Hardpoint or Domination: The objective forces players into predictable, confined spaces—the Hardpoint itself or the capture flags. You can pre-aim the entrances to these objectives and mow down players as they try to enter. This is excellent for multi-kills.

Avoid: Modes like Search and Destroy or large-scale maps in Ground War are less efficient. The pace is slower, engagements are more deliberate, and long sightlines are common, which is the opposite of what you want.

Advanced Tips and Mindset

Finally, your mindset is key. Hip fire challenges can be frustrating because you’re deliberately not using the primary aiming mechanic. You will die in situations where ADS would have saved you. Embrace the chaos.

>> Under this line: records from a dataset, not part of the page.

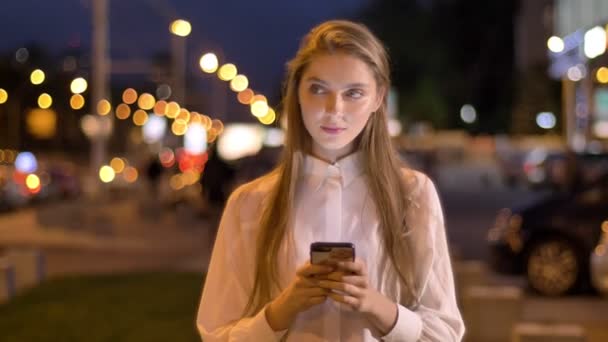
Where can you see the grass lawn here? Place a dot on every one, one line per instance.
(133, 307)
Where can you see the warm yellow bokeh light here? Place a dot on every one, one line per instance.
(227, 72)
(104, 107)
(146, 101)
(106, 174)
(160, 108)
(184, 115)
(180, 28)
(45, 101)
(179, 127)
(176, 182)
(129, 96)
(76, 101)
(217, 126)
(32, 181)
(209, 63)
(37, 76)
(259, 108)
(3, 96)
(206, 121)
(117, 164)
(79, 85)
(172, 110)
(245, 96)
(239, 83)
(602, 75)
(130, 174)
(269, 117)
(195, 118)
(42, 123)
(140, 117)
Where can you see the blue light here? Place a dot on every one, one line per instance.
(26, 162)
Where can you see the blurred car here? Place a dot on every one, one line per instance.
(599, 262)
(550, 241)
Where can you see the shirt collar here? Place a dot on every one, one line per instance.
(345, 169)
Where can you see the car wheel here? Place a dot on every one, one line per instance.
(553, 267)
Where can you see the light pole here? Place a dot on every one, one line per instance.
(180, 29)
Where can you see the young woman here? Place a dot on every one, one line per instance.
(339, 180)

Don’t be tempted to ADS “just this once.” Commit to the hip fire for an entire match. It’s the only way to build the muscle memory. Pay attention to your crosshair; its size indicates your spread. Fire in short, controlled bursts at the very edge of your effective range to maintain some accuracy. And most importantly, play aggressively but smart. You’re a shark; you need to keep moving to survive. Stop, and you die. Control the close-quarters areas, use every tool at your disposal, and the hip fire kills will stack up faster than you think.